In 1973 I married and moved to a tiny farming community tucked well off the two-lane Catskill Mountain highways in Delaware County, New York. There, in my late 20s, I joined a community of endearing, eclectic people, a mere few hundred of us ranging from dairy farmers to the US Ambassador to Russia. I made a stunning discovery in my cherished small town: time there had stood still in many ways and my rural neighbors had never ceased to quilt.

I met a dear and gentle life-long friend there, Marilyn Gallant, who delighted in crafts and creativity as much as I. She taught me how to make friendship quilts, a skill I dove into with relish. In our church, Marilyn and I were the two youngest members of the approximately dozen, mature Missionary Society members who had been lifelong members and always did things in a predictable manner. Marilyn and her family had arrived in town about the same time I did and we soon understood that if we lived to be very old, wrinkly, white-haired ladies, we would never become native Bovinians. Yet, after I’d been a church member for a few years, the Missionary Society surprisingly elected me president.

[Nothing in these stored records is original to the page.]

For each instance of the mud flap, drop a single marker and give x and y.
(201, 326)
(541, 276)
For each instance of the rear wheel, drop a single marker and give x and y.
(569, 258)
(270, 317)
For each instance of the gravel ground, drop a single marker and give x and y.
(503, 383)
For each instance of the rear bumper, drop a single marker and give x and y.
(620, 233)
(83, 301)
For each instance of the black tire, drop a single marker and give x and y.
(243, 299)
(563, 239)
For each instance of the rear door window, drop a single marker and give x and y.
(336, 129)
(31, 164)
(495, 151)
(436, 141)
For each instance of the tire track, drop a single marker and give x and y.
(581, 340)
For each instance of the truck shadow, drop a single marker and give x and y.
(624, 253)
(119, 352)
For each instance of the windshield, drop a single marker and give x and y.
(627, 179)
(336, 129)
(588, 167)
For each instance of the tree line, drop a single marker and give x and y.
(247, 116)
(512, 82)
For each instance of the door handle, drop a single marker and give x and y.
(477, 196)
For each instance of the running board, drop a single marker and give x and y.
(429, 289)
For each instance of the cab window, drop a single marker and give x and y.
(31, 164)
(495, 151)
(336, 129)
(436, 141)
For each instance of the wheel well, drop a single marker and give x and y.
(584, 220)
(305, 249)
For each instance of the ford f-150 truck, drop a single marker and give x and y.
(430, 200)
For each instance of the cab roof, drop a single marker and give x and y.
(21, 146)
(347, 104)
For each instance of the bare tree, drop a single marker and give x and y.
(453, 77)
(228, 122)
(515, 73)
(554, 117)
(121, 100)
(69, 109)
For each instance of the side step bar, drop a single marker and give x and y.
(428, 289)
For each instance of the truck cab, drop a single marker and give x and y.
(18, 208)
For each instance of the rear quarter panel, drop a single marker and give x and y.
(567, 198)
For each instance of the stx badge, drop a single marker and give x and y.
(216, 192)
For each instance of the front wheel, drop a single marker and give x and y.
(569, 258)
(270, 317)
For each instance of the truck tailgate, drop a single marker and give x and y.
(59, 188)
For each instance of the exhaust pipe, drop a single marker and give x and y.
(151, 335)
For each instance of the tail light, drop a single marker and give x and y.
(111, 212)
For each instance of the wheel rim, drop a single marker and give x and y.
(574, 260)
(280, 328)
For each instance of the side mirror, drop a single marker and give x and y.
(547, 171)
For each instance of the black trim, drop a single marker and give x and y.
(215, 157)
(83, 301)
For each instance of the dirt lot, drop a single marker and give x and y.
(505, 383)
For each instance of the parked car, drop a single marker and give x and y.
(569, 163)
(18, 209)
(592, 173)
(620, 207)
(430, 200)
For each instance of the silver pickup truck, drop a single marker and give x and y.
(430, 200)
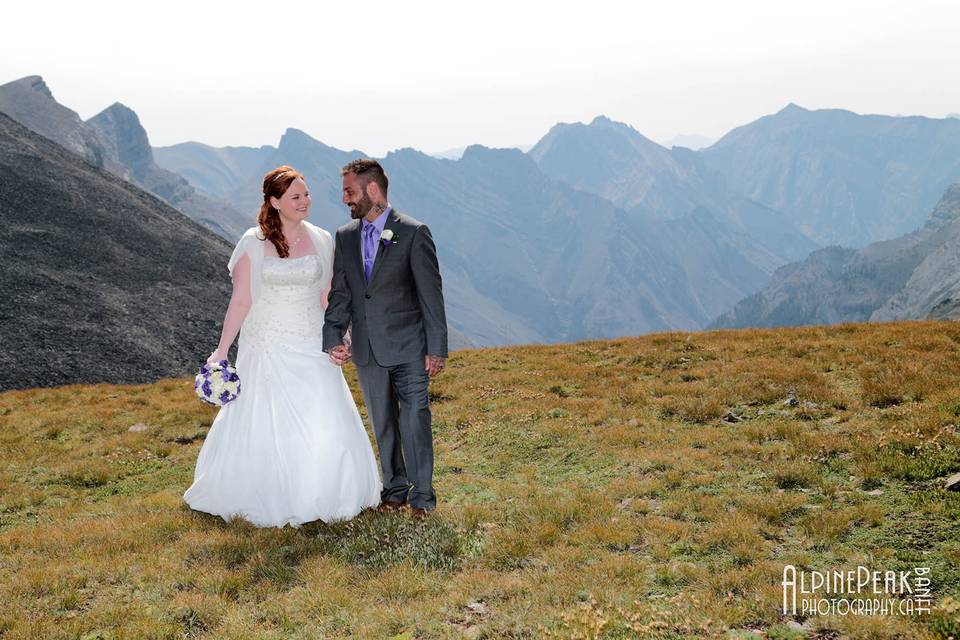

When Marilyn and I learned our church needed a fundraiser, we brainstormed and thought of an idea we were certain the Missionary Circle would love. Using the concept of a friendship quilt, we proposed at the next meeting, “We could make a town quilt. Everyone in town who wanted to could make a square for it…” we explained enthusiastically, then added finer details of the plan. “We could raffle it off. We’d raise a lot of money for the church.”

Several seconds of dead silence followed our words; my heart dropped lower with each passing second. Uh oh, we’ve said something wrong, I thought, wondering what it was.

Finally, one woman spoke, “Well, I think a town quilt is a good idea…”

“But…,” another began.

“We’ve never had a raffle in this church…,” a third woman cut in firmly.

“We’ve always felt a raffle is not the way a church should raise money,” another affirmed.

“And, just think, if we raffled off a Bovina Quilt, it might leave town on the arm of a complete stranger and we’d never see it again,” last year’s president said sadly.

The conversation was a death blow to the fundraiser idea, but everyone agreed we should make the quilt. Marilyn and I took on the project: we bought yards of muslin, pre-shrunk it, cut it into squares, and gave a square to any Bovinian or former Bovinian who wanted to participate.

The Bovina Quilt turned out to be the longest project either of us had ever been involved in. Cranky at times, I felt like we were pushing an elephant up a mountain. Marilyn’s sweet nature never allowed her once to become discouraged though and finally, more than a year later, we’d received all the squares. We moved the project into the tiny community center in the middle of town. There, on a large folding table, several residents planned where to place each square on the quilt; cut strips to join the squares; gave out a stacked row of squares to each woman who wanted to stitch one together. Soon the quilt top was assembled.

The final step arrived: setting up the quilting frame in the center of the Community Center’s floor. One of the ladies brought in her family’s aged frame, a huge contraption, I thought, and assembled it with others who had done this numerous times. Then I watched Missionary Circle members attach the pinned layered quilt (quilt top, batting, backing) to the frame.

In a timeless ancient custom, community members joined together at a number of quilting bees. With short needles we stitched tiny, neat rows with our white quilting thread to fasten the layers together. It seemed like an endless project when we started, but within weeks the quilt was completely hand-quilted. We bound the edges and it was done.

In later years I reflected on those afternoons when we—a small circle of unsMJQuiltophisticated yet skilled, rural women—sat around that quilting frame, talking with each other about all sorts of things. We shared stories of other quilting bees, we shared some of our own stories as they connected with other quilters’ stories, and sometimes we’d simply sit silently, deeply engrossed in the ancient craft of quilting. In those days and weeks I grew much closer to those women as we stitched in our place around the quilt frame, learning from and about them in a way I would never have otherwise. At the time I did not yet understand the deeper significance of our tender work. I can speak for myself only, of course, for the others may have already known what I did not yet perceive: we were creating a tactile, visceral portrait of our way of life in Bovina Center in the early 1970s.

I also came to understand that the wise elder women of our Missionary Circle were absolutely right in their firm belief that the quilt not be raffled. For the Bovina Quilt, through the decades, has silently hung in display in the tiny Bovina Museum, maintained by the town Historical Society. Still there today in the center of town, it is utterly unimaginable to think of the simple, precious story quilt leaving the town on a stranger’s arm.